Willkommen hinter der Fichte, wo ich noch ein anderes Gegenbeispiel anbringen möchte. Das implizite Verbot, als Beschäftigter im Gesundheitswesen oder Soldat von der Covid-Gentherapie verschont zu bleiben, war für sehr viele Menschen alles andere als schmerzfrei. Das Verbot, ungeimpft zu bleiben hat Karrieren zerstört, Leben ruiniert, Menschenleben gekostet und das Vertrauen der Bürger in Institutionen wie Regierung, Forschung, Medien und das Gesundheitssystem als Ganzes nachhaltig beschädigt. Um im Bild der Autorin zu bleiben: man hat das zappelnde und verunsicherte Kind am Hals angeschnallt.

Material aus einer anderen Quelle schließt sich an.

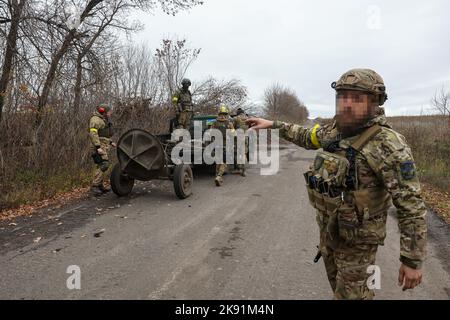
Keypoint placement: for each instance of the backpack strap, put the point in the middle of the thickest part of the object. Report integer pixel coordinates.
(366, 136)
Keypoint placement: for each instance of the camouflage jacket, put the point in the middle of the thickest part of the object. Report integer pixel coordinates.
(240, 122)
(223, 124)
(182, 100)
(99, 128)
(385, 161)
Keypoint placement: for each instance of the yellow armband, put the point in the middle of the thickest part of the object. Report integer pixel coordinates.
(314, 139)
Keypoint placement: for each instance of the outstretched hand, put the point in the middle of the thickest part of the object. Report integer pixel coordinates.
(258, 123)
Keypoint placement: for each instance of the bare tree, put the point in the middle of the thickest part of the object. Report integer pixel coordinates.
(441, 102)
(211, 93)
(15, 10)
(282, 103)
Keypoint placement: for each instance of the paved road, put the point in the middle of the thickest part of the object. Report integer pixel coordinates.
(254, 238)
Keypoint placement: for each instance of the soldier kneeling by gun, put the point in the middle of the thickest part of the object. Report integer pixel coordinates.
(100, 134)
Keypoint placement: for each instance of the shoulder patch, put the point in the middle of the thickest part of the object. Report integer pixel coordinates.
(408, 170)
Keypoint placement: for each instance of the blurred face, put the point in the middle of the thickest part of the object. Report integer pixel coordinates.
(353, 109)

„Auch am Beispiel des EU-Einwegplastik-Verbots kann man sehen, wie wirkungsvoll es sein kann, sich für ein Verbot zu entscheiden. Denn seitdem wird verstärkt über Alternativen nachgedacht, der Einsatz von Kunststoff grundsätzlich stärker hinterfragt. Und ich als Verbraucherin habe plötzlich viel mehr Möglichkeiten als vorher, meinen Mehrwegkaffeebecher einzusetzen.“
Wie sinnvoll sind Verbote und wer ist im Besitz des wertenden Maßstabes? Sinn und Zweck des Plastikverbots war ja nicht, Verbraucher zum Nachdenken über Alternativen anzuregen, sondern mal wieder die Welt zu retten. Diesmal vor Plastik aus europäischen Haushalten, das im Unterschied zu indischem, chinesischem und lateinamerikanischem Plastik die Weltmeere gar nicht verschmutzte.

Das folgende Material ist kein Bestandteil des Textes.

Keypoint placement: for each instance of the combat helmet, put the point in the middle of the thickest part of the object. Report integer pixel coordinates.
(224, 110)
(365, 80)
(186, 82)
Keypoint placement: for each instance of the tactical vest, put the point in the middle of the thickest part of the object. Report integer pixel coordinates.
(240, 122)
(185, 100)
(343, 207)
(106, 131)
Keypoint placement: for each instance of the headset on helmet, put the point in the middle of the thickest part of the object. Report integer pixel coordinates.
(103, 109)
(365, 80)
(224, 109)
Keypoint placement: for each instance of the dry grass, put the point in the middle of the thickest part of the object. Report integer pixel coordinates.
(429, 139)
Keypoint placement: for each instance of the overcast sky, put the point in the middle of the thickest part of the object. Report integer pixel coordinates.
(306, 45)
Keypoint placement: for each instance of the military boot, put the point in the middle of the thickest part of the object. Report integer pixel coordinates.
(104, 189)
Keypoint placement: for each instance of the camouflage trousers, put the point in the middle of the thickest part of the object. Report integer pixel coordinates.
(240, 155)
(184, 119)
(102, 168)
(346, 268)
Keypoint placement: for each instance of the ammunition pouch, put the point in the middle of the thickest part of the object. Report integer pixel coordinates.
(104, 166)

„Insofern sind Verbote (quasi) wie dornige Chancen – für uns alle. Sie befreien. Und sie tun auch gar nicht weh. Genauso wie das Anschnallen im Kindersitz.“
Wenn Verbote befreien, schränkt Freiheit uns ein. Wer mit dieser geistigen Selbstschussanlage im Kopf leben muss, ist genug bestraft, denke ich.
Fazit
Wir lernen also, das die besten Verbote jene sind, die nichts bewirken oder die einen selbst nicht betreffen. Wenn sich Verbote nicht aus kulturellem Hintergrund und einer Logik ergeben, für die „Volksschule Sauerland“ genügt, dienen sie meist lediglich einer angemaßten autoritären Erziehung der Menschen und lassen gern Schlupflöcher für den eigenen Komfort. Klimaaktivisten mit dicken Flugmeilenkonto fordern Flugverbote, Lastenfahrradfahrer fordern Tempolimits, Stadtbahnfahrer verlangen autofreie Innenstädte und Veganer den Fleischverzicht. Dass eine angehende Astronautin (Thiele-Eich trainiert für eine Mission zur ISS) Flugverbote auf der Kurzstrecke feiert, ist deshalb nur zu verständlich. Sie selbst will sich schließlich auf die denkbar längste Flugreise mit geradezu elefantösem CO2-Ausstoß machen, die sich derzeit auch nur denken lässt. Es ist anzunehmen, dass sie nicht warten will, bis Verkehrswende mit Wind- und Solarenergie auch bei Orbitalflügen angekommen sind. Das täte ihr nämlich weh.